Я уже было сел, но тут снова вскочил.
– Господи! – закричал я. – Нет, это просто невыносимо! Брошу все к черту! Все мне опротивело.
– Мне тоже, Джо, – устало сказала Мэри.
Мы жестоко поссорились в первый час нашего пребывания в новом доме. Сейчас я знаю, кто был виноват.
Я взял шляпу, вышел из дома и побрел по берегу ручья. Зла против Мэри у меня не было – слишком много я ей всего наговорил. Теперь, когда я вспоминаю прошлое, то ясно понимаю: следуй я ее советам всегда, а не от случая к случаю, все было бы в порядке. Но тогда я ушел и оставил ее плакать, и, верно, Джеймс по-братски бурчал, что это, мол, ее вина. Я не любил «сдаваться» и даже не шел на уступки – вот в чем была беда. Уж так устроены иные люди: либо все, либо ничего.
«Если я сейчас не поставлю себя как следует, – твердил я, – хозяином мне никогда не быть. Слишком я распустил вожжи, когда женился, теперь их надо натянуть».
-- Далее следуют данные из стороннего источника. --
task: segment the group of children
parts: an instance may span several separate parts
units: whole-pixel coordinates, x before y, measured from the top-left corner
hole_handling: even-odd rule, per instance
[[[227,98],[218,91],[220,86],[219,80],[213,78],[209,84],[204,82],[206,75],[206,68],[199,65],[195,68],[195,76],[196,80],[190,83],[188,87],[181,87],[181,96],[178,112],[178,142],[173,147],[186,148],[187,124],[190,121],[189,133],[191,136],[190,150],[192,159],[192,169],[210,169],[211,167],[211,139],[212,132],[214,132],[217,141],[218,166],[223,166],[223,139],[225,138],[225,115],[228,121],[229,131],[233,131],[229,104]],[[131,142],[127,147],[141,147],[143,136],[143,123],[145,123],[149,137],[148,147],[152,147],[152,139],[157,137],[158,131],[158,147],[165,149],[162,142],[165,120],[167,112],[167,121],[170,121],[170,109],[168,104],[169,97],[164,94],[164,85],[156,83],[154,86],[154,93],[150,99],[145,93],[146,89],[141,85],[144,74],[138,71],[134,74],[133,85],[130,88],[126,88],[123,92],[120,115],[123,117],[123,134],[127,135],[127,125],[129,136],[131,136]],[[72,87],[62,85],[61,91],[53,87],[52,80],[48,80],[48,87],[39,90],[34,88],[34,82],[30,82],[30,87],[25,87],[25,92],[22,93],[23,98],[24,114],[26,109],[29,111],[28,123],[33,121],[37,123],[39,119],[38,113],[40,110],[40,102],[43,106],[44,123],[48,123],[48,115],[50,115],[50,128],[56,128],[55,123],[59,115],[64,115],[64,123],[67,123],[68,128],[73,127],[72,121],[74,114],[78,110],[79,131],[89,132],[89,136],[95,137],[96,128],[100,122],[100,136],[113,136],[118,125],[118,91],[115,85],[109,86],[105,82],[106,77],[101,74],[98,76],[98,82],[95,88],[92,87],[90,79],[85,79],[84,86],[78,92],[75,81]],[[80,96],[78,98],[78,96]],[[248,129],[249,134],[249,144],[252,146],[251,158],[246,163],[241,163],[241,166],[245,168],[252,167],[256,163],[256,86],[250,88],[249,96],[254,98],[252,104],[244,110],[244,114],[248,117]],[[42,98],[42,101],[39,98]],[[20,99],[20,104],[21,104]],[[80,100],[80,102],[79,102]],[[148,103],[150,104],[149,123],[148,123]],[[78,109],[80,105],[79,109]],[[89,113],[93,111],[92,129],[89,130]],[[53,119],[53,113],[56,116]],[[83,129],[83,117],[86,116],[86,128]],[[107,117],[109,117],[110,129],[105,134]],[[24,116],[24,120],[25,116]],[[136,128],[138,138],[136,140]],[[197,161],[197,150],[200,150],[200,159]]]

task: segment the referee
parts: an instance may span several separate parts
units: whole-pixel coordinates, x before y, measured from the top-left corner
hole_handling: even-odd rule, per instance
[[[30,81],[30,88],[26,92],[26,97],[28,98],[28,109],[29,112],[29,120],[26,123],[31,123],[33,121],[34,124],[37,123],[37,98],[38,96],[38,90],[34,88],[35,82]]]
До чего по-женски рассуждают иной раз мужчины! Пришло время, – и как скоро оно пришло! – когда, стоя возле кровати, на которой лежала Мэри, белая и недвижимая, я без конца повторял: «Я буду тебе уступать, Мэри! Буду уступать!» – а потом захохотал. Люди подумали, что я сошел с ума, и вывели меня из комнаты.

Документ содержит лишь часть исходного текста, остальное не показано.